I'm currently facing a performance issue when calling intel mkl inside an openmp loop. Let me explain my problem in more detail after posting a simplified code.
program Test
use omp_lib
implicit none
double complex, allocatable :: RhoM(:,:), Rho1M(:,:)
integer :: ik, il, ij, N, M, Y
M = 20
Y = 2000000
N = 500
allocate(RhoM(M,N),Rho1M(M,N))
RhoM = (1.0d0,0.0d0)
Rho1M = (0.0d0,1.0d0)
call omp_set_num_threads(4)
do il=1,Y
Rho1M = (0.0d0,1.0d0)
!$omp parallel do private(ik)
do ik=1,N
call zaxpy(M, (1.0d0,0.0d0), RhoM(:,ik:ik), 1, Rho1M(:,ik:ik), 1)
end do
!$omp end parallel do
end do
end program Test
Basically, this program does an in-place matrix summation. However, it does not make any sense, it is just a simplified code. I'm running Windows 10 Pro and using the intel fortran compiler(Version 19.1.0.166). I compile with: ifort -o Test.exe Test.f90 /fast /O3 /Qmkl:sequential /debug:all libiomp5md.lib /Qopenmp. Since the "vectors" used by zaxpy aren't that large, I tried to use openmp in order to speed up the program. I checked the running time with the vtune tool from intel (thats the reason for the debug all flag). I have a i5 4430 meaning 4 threads and 4 physical cores.

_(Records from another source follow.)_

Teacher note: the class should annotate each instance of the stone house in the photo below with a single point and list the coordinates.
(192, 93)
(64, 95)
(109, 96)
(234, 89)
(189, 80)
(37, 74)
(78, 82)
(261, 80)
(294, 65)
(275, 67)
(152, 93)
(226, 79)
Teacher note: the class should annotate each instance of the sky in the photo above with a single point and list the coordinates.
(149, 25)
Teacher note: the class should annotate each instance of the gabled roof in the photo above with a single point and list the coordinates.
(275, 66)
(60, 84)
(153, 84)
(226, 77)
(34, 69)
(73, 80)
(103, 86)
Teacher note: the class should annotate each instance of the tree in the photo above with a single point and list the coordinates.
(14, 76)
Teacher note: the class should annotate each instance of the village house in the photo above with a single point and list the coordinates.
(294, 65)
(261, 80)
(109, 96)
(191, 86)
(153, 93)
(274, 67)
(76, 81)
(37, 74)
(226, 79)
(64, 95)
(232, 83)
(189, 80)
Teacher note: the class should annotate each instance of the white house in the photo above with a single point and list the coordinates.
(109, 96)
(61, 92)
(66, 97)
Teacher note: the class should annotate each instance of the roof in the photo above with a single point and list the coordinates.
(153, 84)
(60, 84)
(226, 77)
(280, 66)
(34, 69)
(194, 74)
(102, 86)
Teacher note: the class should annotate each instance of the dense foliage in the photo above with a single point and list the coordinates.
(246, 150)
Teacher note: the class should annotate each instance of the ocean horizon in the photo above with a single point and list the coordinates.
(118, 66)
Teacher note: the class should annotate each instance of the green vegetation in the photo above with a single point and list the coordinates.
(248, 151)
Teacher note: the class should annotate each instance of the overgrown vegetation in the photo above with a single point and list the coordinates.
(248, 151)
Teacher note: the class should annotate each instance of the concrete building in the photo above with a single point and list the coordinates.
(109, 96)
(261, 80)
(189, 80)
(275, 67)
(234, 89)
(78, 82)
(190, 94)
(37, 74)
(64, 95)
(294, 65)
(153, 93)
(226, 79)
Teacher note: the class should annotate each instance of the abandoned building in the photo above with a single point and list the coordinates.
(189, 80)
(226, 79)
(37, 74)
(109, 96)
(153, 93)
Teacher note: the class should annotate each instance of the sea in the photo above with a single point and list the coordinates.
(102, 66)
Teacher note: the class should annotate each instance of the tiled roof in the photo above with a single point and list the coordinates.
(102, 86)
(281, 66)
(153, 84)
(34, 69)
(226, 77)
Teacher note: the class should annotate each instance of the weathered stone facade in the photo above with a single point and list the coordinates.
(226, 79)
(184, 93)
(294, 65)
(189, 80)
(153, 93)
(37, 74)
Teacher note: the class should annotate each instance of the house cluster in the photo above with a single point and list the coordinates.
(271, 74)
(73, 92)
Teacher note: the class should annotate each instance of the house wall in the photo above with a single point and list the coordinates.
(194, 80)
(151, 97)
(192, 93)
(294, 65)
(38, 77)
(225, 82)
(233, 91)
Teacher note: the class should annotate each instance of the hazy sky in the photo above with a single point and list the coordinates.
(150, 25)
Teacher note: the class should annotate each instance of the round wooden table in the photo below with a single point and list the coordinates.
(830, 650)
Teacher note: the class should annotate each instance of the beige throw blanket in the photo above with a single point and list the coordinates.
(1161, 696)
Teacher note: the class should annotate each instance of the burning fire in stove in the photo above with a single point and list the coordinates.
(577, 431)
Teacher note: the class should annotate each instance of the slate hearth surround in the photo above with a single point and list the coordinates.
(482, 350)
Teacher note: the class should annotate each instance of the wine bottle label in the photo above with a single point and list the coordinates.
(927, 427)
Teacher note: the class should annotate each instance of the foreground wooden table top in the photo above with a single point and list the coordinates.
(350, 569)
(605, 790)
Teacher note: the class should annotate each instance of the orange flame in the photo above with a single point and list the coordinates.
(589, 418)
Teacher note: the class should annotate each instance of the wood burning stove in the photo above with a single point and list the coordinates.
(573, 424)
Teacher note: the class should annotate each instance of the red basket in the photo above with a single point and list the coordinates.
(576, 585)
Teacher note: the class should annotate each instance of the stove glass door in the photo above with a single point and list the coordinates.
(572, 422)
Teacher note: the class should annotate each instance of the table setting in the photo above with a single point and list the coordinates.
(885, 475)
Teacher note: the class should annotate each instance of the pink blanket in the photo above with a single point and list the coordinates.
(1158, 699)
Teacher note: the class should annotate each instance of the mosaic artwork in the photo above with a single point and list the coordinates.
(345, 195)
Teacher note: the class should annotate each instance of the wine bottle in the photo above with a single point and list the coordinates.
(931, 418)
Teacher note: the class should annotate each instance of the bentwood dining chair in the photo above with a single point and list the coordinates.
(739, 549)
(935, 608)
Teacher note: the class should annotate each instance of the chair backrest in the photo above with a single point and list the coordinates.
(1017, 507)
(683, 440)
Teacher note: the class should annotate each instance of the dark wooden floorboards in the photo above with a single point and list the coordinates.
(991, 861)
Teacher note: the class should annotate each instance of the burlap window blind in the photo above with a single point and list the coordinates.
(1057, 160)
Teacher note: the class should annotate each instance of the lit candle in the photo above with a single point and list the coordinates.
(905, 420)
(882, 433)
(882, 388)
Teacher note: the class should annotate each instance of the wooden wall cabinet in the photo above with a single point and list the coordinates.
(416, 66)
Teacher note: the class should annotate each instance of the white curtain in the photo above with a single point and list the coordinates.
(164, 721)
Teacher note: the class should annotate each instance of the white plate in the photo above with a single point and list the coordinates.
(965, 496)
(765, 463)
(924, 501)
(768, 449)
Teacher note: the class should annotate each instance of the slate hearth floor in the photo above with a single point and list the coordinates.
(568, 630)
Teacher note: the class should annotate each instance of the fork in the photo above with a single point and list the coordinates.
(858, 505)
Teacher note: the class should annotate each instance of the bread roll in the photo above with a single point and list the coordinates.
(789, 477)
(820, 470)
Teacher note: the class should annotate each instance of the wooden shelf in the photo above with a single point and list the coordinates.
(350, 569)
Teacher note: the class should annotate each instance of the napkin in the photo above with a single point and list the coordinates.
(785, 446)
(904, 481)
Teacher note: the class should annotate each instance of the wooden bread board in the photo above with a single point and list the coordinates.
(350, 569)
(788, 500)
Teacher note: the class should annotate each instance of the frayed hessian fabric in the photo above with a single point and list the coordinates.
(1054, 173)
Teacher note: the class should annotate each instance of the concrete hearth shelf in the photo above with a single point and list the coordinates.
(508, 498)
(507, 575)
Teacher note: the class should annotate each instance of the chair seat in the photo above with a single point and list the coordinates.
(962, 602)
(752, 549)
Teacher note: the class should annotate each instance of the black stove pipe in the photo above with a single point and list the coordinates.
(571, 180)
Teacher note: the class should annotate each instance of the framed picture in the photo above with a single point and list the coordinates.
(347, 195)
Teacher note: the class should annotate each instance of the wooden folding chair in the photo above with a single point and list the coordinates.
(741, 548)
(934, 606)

Time with openmp: 107s; Time without openmp: 44s
The funny thing is that with increasing amount of threads, the program is slower. Vtune tells me that more threads are used, however, the computational time increases. This seems to be very counter intuitive.
Of course, I am not the first one facing problems like this. I will attach some links and discuss why it did not work for me.
Intel provides information about how to choose parameters (https://software.intel.com/en-us/articles/recommended-settings-for-calling-intel-mkl-routines-from-multi-threaded-applications). However, I'm linking with the sequential intel mkl. If I try the suggested parameters with parallel intel mkl, I'm still slow.
It seems to be important to switch on omp_set_nested(1) (Number of threads of Intel MKL functions inside OMP parallel regions). Firstly, this parameter is deprecated. When I use omp_set_max_active_levels() I cannot see any difference.
This is probably the most suitable question (Calling multithreaded MKL in from openmp parallel region). However, I use sequential intel mkl and have not to care about the mkl threads.
This one here (OpenMP parallelize multiple sequential loops) says I should try using schedule. I tried dynamic and static with different values of chunk size, however, it did not help at all, since the amount of work that has to be done per thread it exactly the same.
It would be very nice, if you have an idea why the program slows down by increasing the thread size.
If you need any further information, please tell me.